Love hurts. It was really hurting. I didn’t want to eat. I smoked like a chimney. I stayed in my room for an entire weekend. I screamed over the phone until I lost my voice.
I don’t like to wallow in it, friends will attest to this. I’m more of a ‘these things happen’ type (outwardly) but the only times I’d get to sit and sulk and feel sorry for myself was listening to Sun Records artists, but most frequently, by the multi-octave, tender, heavy, and occasionally yodel-y voice of Roy Orbison. (I hope my use of the word ‘outwardly’ in parentheses, twice now, will not go unnoticed.) “Love Hurts” was not a huge success for him back home. It was Australia that first put it on the radio and made a hit out of it in 1960. Previously, it had appeared as a track on an Everly Brothers album, but Orbison’s version made it a single.
The music and lyrics were composed by Boudleaux Bryant, half of a song writing team with his wife, Felice Bryant. They had written over 80 songs together before they made it into the business, in Nashville Tennessee, composing country songs for scores of white musicians.
The song, now that I have the lyrics straight, is lovely and melancholic. I used to make them up. I think “love is like a flower / holds a lot of rain” was just as nice as the accurate “love is like a cloud” but anyway, when you’re heartbroken, you hear what you want to hear.
I like words, and I don’t have a vernacular for the discussion of music that extends beyond making impressions of sounds, which I can’t convey in writing in to any great effect, so let’s look, together, at the second verse, which begins with an augmented key shift and the words “I’m young, I know”
(I’d like to congratulate Lyrics Freak for almost accurately laying out the lyrics.

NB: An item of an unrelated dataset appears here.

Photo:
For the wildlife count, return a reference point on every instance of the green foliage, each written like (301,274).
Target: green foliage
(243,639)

Most sites try to print them like a sonic translation, overuse of the return key. Idiots)
“I’m young, I know, but even so
I know a thing or two, and I learned from you
I really learned a lot, really learned a lot
Love is like a stove, it burns you when it’s hot”
I AM young, I know, but here the magic is not in this coincidence, but in the coupling of “love” and “stove”. It’s poetry. No, they are not pronounced in the same way by Orbison, “luv is like a stove”, they retain their usual oral separateness according to most English speakers after the 1930s, but I’d like to think that Yeats may have read it a rhyme, back when ‘love’ was so assonantly close to ‘loathe’.

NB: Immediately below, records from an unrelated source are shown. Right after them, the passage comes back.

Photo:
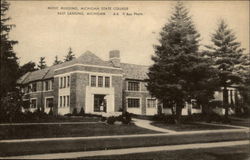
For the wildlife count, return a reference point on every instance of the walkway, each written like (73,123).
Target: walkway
(147,124)
(46,123)
(72,155)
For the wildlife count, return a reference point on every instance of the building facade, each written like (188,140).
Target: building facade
(90,83)
(98,87)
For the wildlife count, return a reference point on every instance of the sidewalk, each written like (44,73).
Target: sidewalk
(129,150)
(124,136)
(146,124)
(45,123)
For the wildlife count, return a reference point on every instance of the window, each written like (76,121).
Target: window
(133,102)
(133,86)
(52,83)
(67,100)
(93,81)
(100,81)
(46,85)
(64,101)
(61,82)
(48,102)
(151,103)
(107,82)
(34,89)
(60,101)
(68,81)
(33,103)
(64,82)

I’m also completely beguiled by this, which I’m going to call ‘the refrain’, being not at all confident that it is one of those:
“Some fools think of happiness
Blissfulness, togetherness
Some fools fool themselves I guess
They’re not foolin’ me”
The repetition of “ess” overlapped by variations on the “fool” verb is exquisite. And “fools fool themselves I guess” is almost too much, but you’re carried off by Orbison’s crying, “me”.

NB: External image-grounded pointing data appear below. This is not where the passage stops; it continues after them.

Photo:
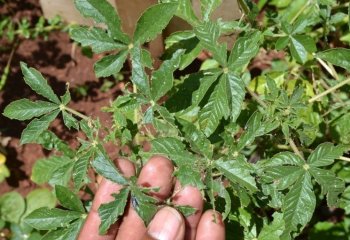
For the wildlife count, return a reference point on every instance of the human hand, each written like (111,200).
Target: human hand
(168,223)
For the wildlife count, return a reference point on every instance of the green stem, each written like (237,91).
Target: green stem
(300,11)
(344,159)
(76,113)
(4,75)
(330,90)
(257,98)
(295,148)
(329,70)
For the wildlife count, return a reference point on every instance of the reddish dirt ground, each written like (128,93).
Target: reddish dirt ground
(61,62)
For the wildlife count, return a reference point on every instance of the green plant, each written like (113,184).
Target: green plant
(266,135)
(13,32)
(14,208)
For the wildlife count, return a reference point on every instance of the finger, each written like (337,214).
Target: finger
(208,229)
(167,224)
(104,195)
(189,196)
(157,172)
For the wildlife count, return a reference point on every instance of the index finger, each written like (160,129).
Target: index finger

The song’s physicality, its “scars”, “mars”, “burns” are all injury of an intimate, subtle, and yet, permanent nature. The most obvious antonym would, I suppose, be Miley Cyrus’ “Wrecking Ball” which, I have no doubt, is working for a lot of girls going through explosive, demolishing break-ups at the moment – maybe they’ll be embarrassed later, and maybe they should be now, and maybe they shouldn’t be? I can’t weigh-in on that.
I like “Love Hurts”, but I think I’m a total cornball, and love is cornball anyhow. And it doesn’t hurt me to say that, despite whatever remedy works for you, wallowing in a mid-tempo country song, helped me stabilise somewhat. Until the next thing, anyway.